Il faut se préparer à la diffusion du variant Omicron sur le territoire français a de son côté prévenu Jean Castex, le Premier ministre, lors d'un déplacement à Marseille. La vérité, c’est qu’on ne sait pas exactement encore quand ce variant va se déployer, mais l’expérience nous conduit à dire qu’il faut s’y préparer car, finalement, les variants finissent toujours par s’imposer, a-t-il ajouté.
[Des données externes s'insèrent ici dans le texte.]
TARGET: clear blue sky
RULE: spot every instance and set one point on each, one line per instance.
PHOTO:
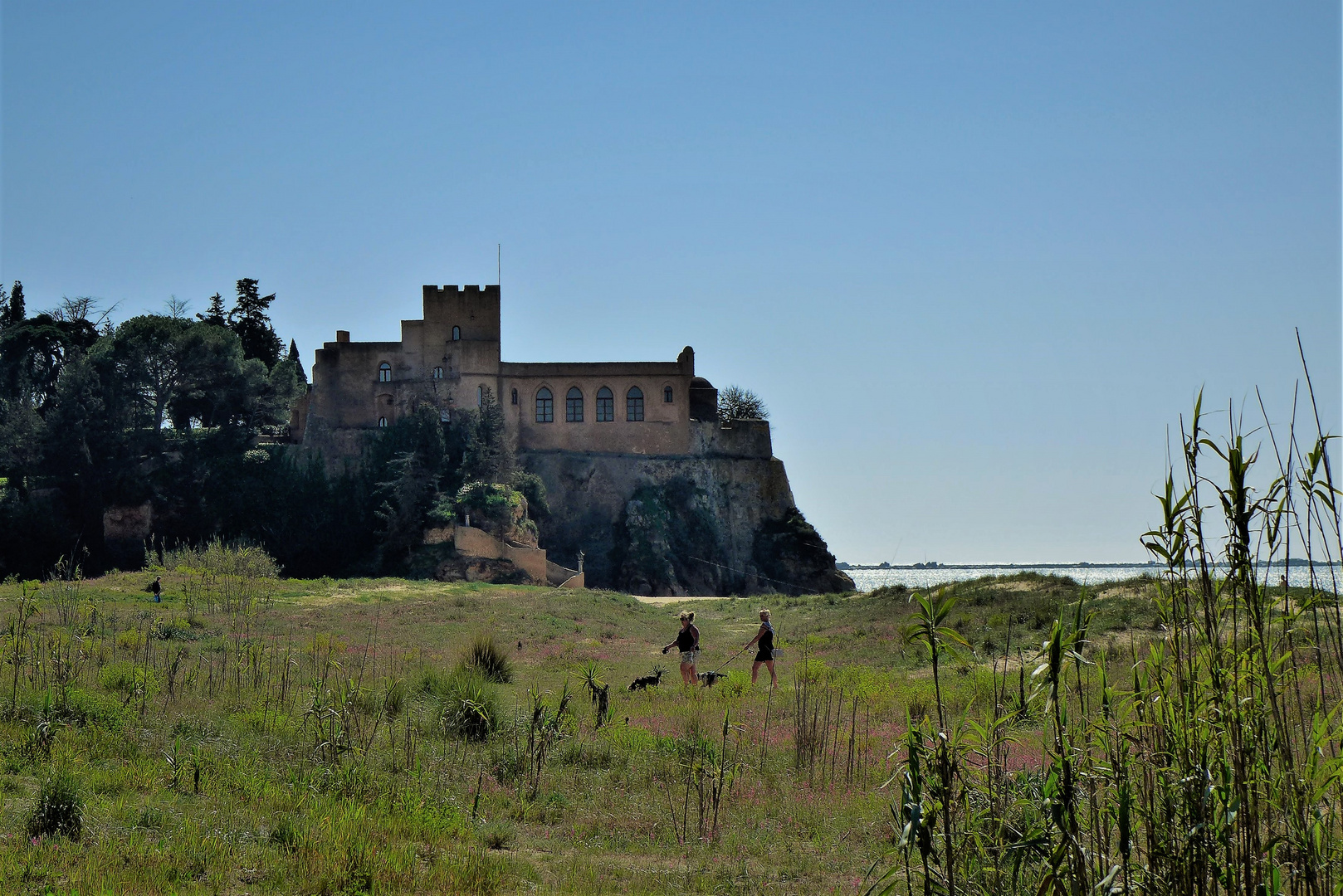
(975, 257)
La circulation d’Omicron demeure encore faible en France, malgré la reprise épidémique. Néanmoins, les retours provenant du Royaume-Uni, qui a officiellement enregistré le 13 décembre un premier décès dû au variant, semblent indiquer que ce dernier est plus contagieux que le variant Delta, lui-même plus contagieux que ses prédécesseurs. Pour autant, a tenu à rassurer le Premier ministre, il n’entraîne pas nécessairement des formes plus graves et, surtout il ne résiste pas à la troisième injection.